Goblin Tools - a free web tool to break down tasks into small steps: https://goblin.tools
Ayoa - a clever mind map tool with AI built in: https://www.ayoa.com
Task Simplifier - a custom GPT I made to help simplify tasks: http://tiny.cc/task-sandpit
Time and Scheduling
Goal:
Help time manage and schedule your week.
Prompt:
I have classes at these times: [Mon 10-12 Chem] etc.
I concentrate best 9-11 a.m.
Plan a week that includes 10h of study, cooking dinner, and 3 exercise sessions.
Return as a table.
Tiimo - an app that creates schedules, visual timelines and task timers: https://www.tiimoapp.com
Rhythm, Insight, Play - a method of using Voice Chat in ChatGPT to plan your day: Link to resource
Week Planner - a custom GPT I made to help create weekly schedules: http://tiny.cc/time-sandpit
Working Memory
Goal:
Help manage lecture content and notes.
Otter.ai - transcribes lecture content through audio recording: https://otter.ai/home
NotebookLM - a free tool from Google to manage study notes: https://notebooklm.google
For other techniques to help with working memory, these ideas can help too:
Prompt:
Summarise this text into a 5-bullet cheat-sheet, each bullet less than 12 words. Keep all technical terms.
[Paste your notes]
Then, you could say -
Add an example for each concept.
Give me a memory tricks to help recall the five key ideas.
Metacognition
Goal:
Help me start tasks when I’m feeling unmotivated. Give me tips to finish tasks.
Prompt:
Pretend I’m a secret agent…
Help create a scenario where I am motivated to find the instructions for my next project.

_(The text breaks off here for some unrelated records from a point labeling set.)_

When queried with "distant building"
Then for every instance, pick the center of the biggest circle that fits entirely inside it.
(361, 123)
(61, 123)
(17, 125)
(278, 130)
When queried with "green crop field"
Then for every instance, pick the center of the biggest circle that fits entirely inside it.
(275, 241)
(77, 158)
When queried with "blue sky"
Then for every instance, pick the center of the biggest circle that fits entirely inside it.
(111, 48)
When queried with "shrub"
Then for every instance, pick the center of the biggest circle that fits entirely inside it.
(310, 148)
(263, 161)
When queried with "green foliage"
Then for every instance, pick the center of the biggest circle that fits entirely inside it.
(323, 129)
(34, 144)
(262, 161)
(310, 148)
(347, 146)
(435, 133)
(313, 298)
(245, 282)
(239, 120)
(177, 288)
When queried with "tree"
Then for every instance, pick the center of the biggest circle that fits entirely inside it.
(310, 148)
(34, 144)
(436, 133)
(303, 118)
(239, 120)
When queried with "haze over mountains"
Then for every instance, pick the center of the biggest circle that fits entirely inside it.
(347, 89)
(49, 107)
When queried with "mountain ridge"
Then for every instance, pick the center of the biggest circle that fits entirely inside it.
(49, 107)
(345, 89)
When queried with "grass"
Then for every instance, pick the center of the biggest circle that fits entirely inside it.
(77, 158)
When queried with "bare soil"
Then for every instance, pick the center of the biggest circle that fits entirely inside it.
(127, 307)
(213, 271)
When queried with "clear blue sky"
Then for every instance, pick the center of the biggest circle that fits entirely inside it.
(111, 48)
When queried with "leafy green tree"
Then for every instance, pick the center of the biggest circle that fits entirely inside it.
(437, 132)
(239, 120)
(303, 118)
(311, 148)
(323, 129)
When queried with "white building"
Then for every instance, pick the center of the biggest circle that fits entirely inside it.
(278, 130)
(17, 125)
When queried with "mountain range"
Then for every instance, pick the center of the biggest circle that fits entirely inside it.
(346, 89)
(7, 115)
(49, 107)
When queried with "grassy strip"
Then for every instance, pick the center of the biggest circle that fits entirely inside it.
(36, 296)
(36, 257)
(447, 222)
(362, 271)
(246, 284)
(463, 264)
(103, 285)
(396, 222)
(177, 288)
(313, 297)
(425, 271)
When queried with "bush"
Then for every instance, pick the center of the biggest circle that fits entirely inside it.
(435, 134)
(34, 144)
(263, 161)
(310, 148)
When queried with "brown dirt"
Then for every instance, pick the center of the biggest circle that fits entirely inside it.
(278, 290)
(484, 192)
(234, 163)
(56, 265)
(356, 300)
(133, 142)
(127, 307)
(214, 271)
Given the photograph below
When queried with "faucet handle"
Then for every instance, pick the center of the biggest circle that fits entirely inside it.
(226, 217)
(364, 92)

Keep it simple to help me quickly get into the mood.
Give me tips to help me solve the mission.
Or, if you’d like a prompt to help you ‘think’ about your ‘thinking’ to improve your study techniques:
Prompt:
Pretend you’re my daily debrief bot. Ask me three reflective questions about today’s study, then wait for my answers.
After I reply, give me a one-paragraph pep-talk and one improvement tip.
Emotional Regulation
Goal:
Help me pace myself across the day so I don’t burn out.
Spoon Theory:
Spoon Theory illustrates how to manage our daily energy, or "spoons", across everyday tasks.
This is a calculator I have made to help plan your ‘spoons’ across the day -
Also, you might like to use these prompts to help with staying calm and centred across the day:
Prompts:
Guide me through a 90-second 5-4-3-2-1 sensory grounding.
Give me a 2-minute box-breathing script with silent counts and one mental mantra.
Create a two-step ritual I can do quietly at my desk to shift from anxious → focused in under 60 seconds.
Ask me nightly for one thing that went well; store them in a running numbered list I can copy-paste later.